Ports, harbours, docks and ships
Successful trading enterprise depends heavily on having adequate facilities for ships to berth and to load and unload their cargoes. During the 18th century the improvement of, or construction of docks, harbours, quays and wharfage not only changed the physical landscape of coastal towns and ports, but also brought promise of future economic improvement to local areas.
These large structural creations usually required authorisation by Act of Parliament. A whole series of Acts was passed in the 18th century which enabled a number of British ports to expand and acquire global prominence.
Liverpool began as a small fishing port in the 1700s but established itself in the transatlantic West Indies trade, becoming a key component in the slave trade. The first phase of Liverpool's dock-building was completed in 1715 following an Act of 1709.
A series of later Acts authorized further phases of expansion. Particularly important was an Act passed in 1762 which transferred control over Liverpool's dock to the town corporation, enabling it to undertake further rapid expansion through financial loans secured on the local rates. By 1824 the entire dock area extended to some 50 acres, and continued to grow.
Glasgow's port achieved success in the colonial tobacco trade. An Act was passed in 1770 to extend the port based on plans devised partly by the engineer James Watt.
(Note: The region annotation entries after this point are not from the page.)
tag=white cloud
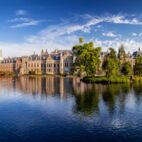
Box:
[10,20,41,28]
[16,9,27,16]
[132,33,137,36]
[94,38,142,52]
[0,15,142,56]
[102,32,117,37]
[8,17,31,23]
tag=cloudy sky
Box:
[0,0,142,57]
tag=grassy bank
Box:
[81,76,130,84]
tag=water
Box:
[0,76,142,142]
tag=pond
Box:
[0,76,142,142]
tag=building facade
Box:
[0,50,73,75]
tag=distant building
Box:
[0,49,2,62]
[0,50,73,75]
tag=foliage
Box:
[82,76,130,84]
[121,62,133,76]
[72,37,101,76]
[102,48,119,78]
[134,55,142,76]
[118,45,126,60]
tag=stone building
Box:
[0,50,73,75]
[0,58,17,73]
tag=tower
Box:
[0,49,3,61]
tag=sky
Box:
[0,0,142,57]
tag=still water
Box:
[0,76,142,142]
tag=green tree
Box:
[121,62,133,76]
[79,37,84,44]
[72,39,101,76]
[102,48,119,78]
[118,44,126,60]
[134,55,142,76]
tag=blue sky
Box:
[0,0,142,57]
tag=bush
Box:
[81,76,130,84]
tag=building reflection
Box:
[0,76,142,116]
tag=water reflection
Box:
[0,76,142,116]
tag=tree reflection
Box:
[74,84,99,116]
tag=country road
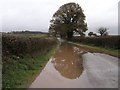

Acts were also passed to enable harbour construction at ports which have since declined, such as Whitehaven in Cumberland (1709), Scarborough in Yorkshire (1731), and Minehead in Somerset (1742).
At various times the 18th century Parliament intervened to fill loopholes in the operation of the Navigation Laws. In 1786 a further instalment to the Acts established a system of registering ships that were eligible to trade within the British Empire. The intention behind this was to ensure that only British ships were operating in the colonial trade.